Nevertheless, employers should be prepared for employment-related issues and questions relating to the Coronavirus. That being the case, it is important that employers and employees alike (i) be reasonably educated about the issue, (ii) be able to recognize the symptoms, and (iii) take reasonable precautions to avoid unnecessary risk.
What should you know?
Symptoms of the Coronavirus may take up to fourteen (14) days to appear after exposure. These include fever, cough, difficulty breathing and pneumonia in both lungs.

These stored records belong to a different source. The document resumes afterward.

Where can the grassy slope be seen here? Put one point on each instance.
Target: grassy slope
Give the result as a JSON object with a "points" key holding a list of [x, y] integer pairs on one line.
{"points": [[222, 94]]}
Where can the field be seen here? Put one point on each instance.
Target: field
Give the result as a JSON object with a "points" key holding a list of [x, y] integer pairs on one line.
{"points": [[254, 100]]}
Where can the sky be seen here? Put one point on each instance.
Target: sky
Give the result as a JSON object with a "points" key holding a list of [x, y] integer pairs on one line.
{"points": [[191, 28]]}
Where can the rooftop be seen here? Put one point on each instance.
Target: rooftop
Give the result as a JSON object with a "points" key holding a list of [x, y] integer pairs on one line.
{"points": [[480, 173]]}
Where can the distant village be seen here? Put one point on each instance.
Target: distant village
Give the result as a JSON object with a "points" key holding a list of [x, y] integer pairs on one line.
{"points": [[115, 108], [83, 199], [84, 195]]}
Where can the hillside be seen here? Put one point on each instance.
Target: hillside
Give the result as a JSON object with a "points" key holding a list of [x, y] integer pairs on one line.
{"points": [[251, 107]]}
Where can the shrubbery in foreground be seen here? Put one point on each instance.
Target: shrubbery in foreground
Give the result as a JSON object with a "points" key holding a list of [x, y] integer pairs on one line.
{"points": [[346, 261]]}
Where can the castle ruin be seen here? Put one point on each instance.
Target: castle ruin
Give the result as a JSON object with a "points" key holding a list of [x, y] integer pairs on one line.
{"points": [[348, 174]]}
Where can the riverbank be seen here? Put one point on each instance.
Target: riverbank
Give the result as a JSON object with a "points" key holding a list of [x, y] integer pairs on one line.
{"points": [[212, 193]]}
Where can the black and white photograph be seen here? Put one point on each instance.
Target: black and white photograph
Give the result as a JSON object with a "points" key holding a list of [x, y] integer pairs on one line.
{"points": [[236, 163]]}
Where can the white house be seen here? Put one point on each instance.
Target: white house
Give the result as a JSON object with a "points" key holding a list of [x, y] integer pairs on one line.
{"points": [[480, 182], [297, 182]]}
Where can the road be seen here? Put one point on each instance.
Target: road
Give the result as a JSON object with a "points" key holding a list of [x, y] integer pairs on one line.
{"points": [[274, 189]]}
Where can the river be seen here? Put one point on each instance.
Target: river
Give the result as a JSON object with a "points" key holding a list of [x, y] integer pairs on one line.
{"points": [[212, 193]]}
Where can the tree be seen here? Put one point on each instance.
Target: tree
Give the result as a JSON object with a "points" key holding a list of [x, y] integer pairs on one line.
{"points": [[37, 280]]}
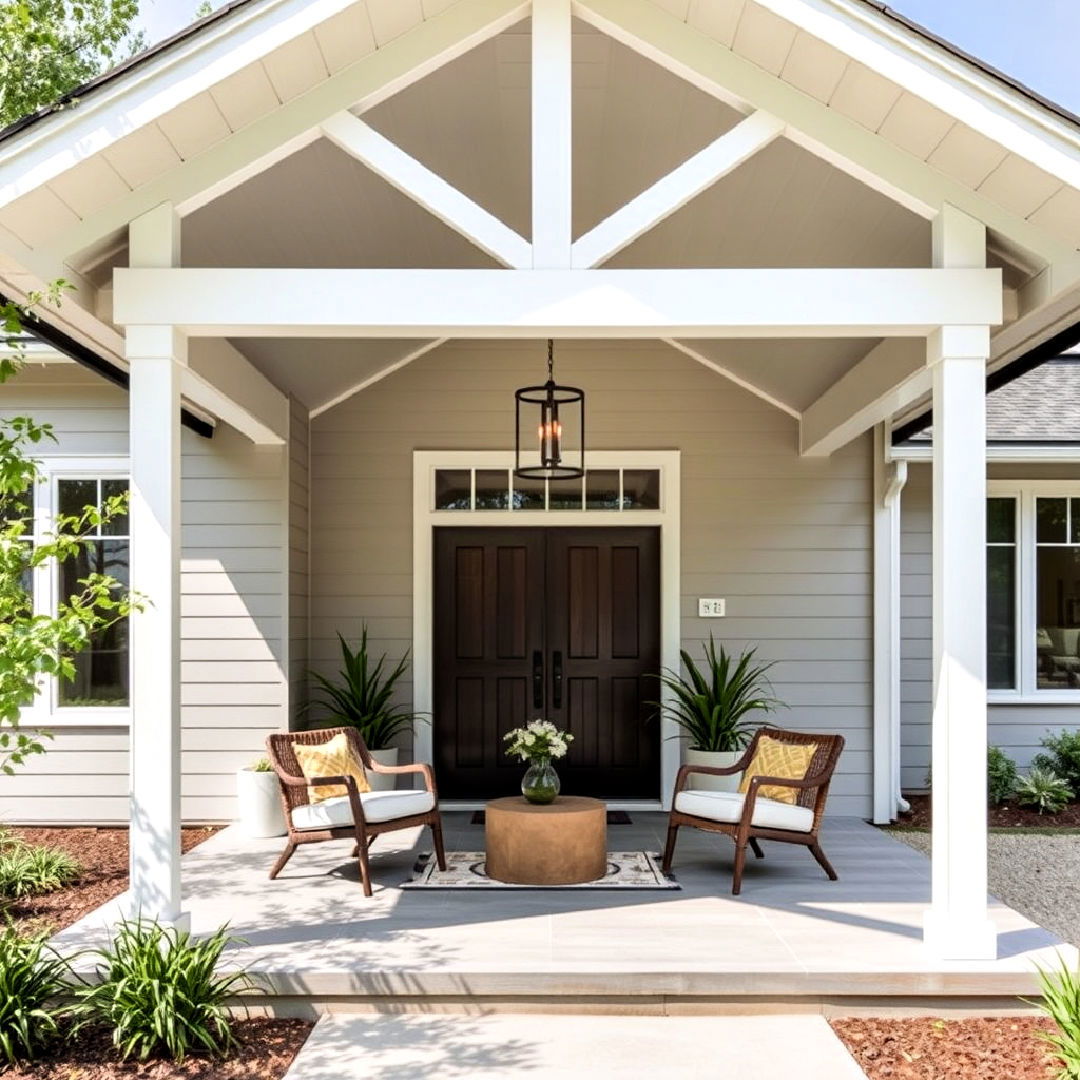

The Coronavirus is most commonly spread from an infected person through: respiratory droplets generated when one coughs or sneezes, close prolonged personal contact, such as touching or shaking hands, touching an infected person, then touching your mouth, nose or eyes before washing your hands. There are currently no vaccines available to protect against the Coronavirus.
Best Practices for Employers
The following list provides some suggestions for employers to help manage this issue at work:
- educate employees on the risks associated with the Coronavirus in order to avoid widespread panic in the workplace;
- actively encourage sick employees to stay home, which would include employees with sick family members showing symptoms;
- if anyone begins to show symptoms in the workplace, send them home right away;
- if employees have travelled to any of the seriously affected areas such as China, consider requiring them to self-quarantine for fourteen (14) days upon their re-entry to Canada;
- if any employees have pre-booked employment-related travel to any of the seriously affected areas, make the necessary arrangements to change travel plans until more is known about the Coronavirus;
- make hand sanitizer products available in the workplace;
- have a designated point person who is reasonably educated on COVID-19 and who can reasonably answer questions about the workplace response to this issue;
- make resources available to your employees with respect to the Coronavirus (e.g., circulate links to the World Health Organization, PHAC, the Center for Disease Control and Prevention); and
- familiarize yourself with the types of leaves of absence available to your employees should any of them become affected by the Coronavirus.
It is important to stay on top of developments as they occur and to respond reasonably, and without panic, to this unfolding issue.
The content of this article is intended to provide a general guide to the subject matter. Specialist advice should be sought about your specific circumstances.